Nothing particularly big in the last two days. Another judge addresses the contract formation issues raised in a browsewrap case and a decision discusses two narrow, rarely confronted issues – the enforcement of a class arbitration waiver under state law, rather than the FAA, and whether the consideration for an arbitration agreement is too illusory to support a contract. While you are unlikely to face either of these final two questions, the decisions provide good material to stick in your arbitration notebook – or reptilian brain – so you remember the defenses should they become available to you.
Browsewrap is back
Illusory Agreements, State Arb Acts, and Dismissal v. Stay
Reno v. Western Cab Co. 2020 U.S. Dist. LEXIS 171842 (Sept. 18, 2020) is a little case that flags issues you may never face, but which are worth remembering.
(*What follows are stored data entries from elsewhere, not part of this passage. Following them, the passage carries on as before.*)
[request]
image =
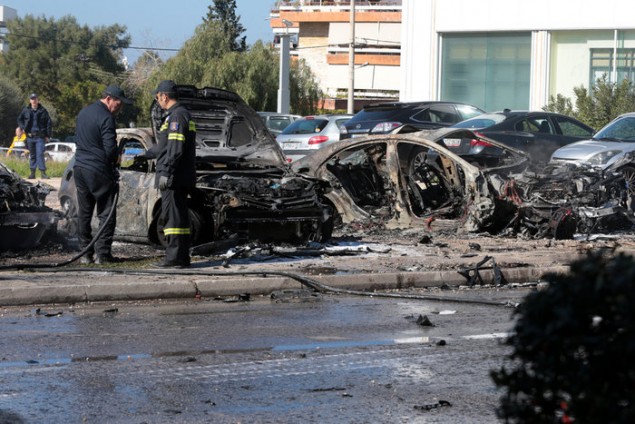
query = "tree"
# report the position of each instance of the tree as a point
(252, 74)
(10, 106)
(224, 13)
(54, 58)
(598, 106)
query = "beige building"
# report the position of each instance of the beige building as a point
(320, 31)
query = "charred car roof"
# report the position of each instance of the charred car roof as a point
(227, 129)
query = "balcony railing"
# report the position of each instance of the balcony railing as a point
(342, 3)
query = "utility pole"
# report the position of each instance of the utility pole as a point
(283, 84)
(351, 63)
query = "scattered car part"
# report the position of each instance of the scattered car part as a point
(24, 218)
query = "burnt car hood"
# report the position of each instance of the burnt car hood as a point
(227, 129)
(24, 219)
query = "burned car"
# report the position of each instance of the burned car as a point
(408, 180)
(244, 187)
(24, 218)
(411, 180)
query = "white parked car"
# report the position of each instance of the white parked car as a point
(309, 134)
(59, 151)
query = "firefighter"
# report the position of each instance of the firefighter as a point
(175, 174)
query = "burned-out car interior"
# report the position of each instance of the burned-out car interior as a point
(244, 188)
(411, 179)
(24, 218)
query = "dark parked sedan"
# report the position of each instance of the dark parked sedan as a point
(383, 118)
(537, 133)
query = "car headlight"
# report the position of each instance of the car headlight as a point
(603, 157)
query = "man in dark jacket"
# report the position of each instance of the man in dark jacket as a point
(175, 174)
(35, 121)
(96, 174)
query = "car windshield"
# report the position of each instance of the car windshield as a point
(375, 114)
(279, 122)
(306, 126)
(622, 129)
(481, 121)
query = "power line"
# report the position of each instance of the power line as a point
(114, 47)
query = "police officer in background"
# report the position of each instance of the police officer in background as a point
(96, 173)
(175, 174)
(35, 121)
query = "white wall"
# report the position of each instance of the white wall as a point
(424, 20)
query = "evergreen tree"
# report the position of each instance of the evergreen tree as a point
(66, 64)
(224, 12)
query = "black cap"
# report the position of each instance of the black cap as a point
(116, 92)
(165, 86)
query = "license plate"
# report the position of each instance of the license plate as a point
(452, 142)
(291, 146)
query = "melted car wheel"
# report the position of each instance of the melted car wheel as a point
(69, 223)
(628, 173)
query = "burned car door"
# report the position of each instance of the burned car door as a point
(137, 195)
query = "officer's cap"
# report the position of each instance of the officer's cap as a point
(165, 86)
(116, 92)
The dispute was simple – cab drivers for Western alleged that their employer failed to pay the minimum wage, as it required drivers to use their tips to pay for gas. Western sought to compel arbitration.
As a threshold state law argument, the drivers contended that the consideration for their agreement with Western was merely illusory and, therefore, the agreement, including arbitration, was unenforceable. In the agreement, Western reserved an unlimited, unilateral right to amend the contract. Under Nevada law, an unlimited right to amend invalidates an agreement for lack of mutuality, In re: Zappos.com, Inc. Customer Data Sec. Breach Lit. 893 F. Supp.2d 1058 (D. Nev. 2012). However, the Reno agreement provided that, even if Western exercised its right to amend terms, the change was prospective only and, therefore, did not affect the drivers’ unasserted claims. Accordingly, the court found mutuality, adopted the classic “continued employment” rationale and held a contract existed.
A second issue – whether a waiver of class arbitration was unenforceable as a matter of public policy – arose because the parties’ presumed inapplicability of the FAA turned them to state law. AT&T Mobility LLC v. Conception, 563 U.S. 333 (2011) makes clear that, in a case governed by the Federal Arbitration Act, the FAA’s enforcement of an agreement’s waiver of the right to class arbitration preempts any state law which would render such an agreement void. Here, however, the parties agreed that the drivers were “transportation workers in interstate commerce” and, therefore, under the “residual exception” to the FAA, the Act did apply. As a result, the court looked to Nevada law to determine the viability of a class waiver in the face of a public policy challenge. (The Ninth Circuit held three weeks ago, Grice v. U.S. District Court, 2020 U.S. App. LEXIS 28207 (9th Cir.) (Sept. 4, 2020), after the parties briefed Reno, that their conclusion that the drivers were in interstate commerce because they delivered interstate travelers to the airport was wrong. However, as Judge Gordon reached the same conclusion under state law as he would have under the FAA, he found their error to be irrelevant). Although Nevada’s highest court has not decided whether a class action waiver in a wage case violates public policy, Judge Gordon, based on authority holding that, despite a prohibition against the waiving of the right to minimum wages, the employer and employee may enter into an agreement determining the venue and procedure for litigating the issue, predicted that the state’s highest court would find such a class action waiver enforceable.
Finally, there is an interesting twist to the court’s remedy. Having held that the claims of contracting drivers were arbitrable, the court dismissed the action, noting that the Plaintiffs had not requested a stay as an alternative remedy. A lesson – if you are opposing a motion to dismiss arising from an alleged agreement to arbitrate, think through the advantages of seeking a stay (an analysis that the plaintiffs may well have made in Reno), rather than presenting the court with no option but to dismiss the case. The retention of jurisdiction makes a later confirmation action easier and keeps the court available should you need to call on it during the arbitral process.
Like I said – this a thin day. Hopefully, there is some meat on the judicial grill for Friday. See you then.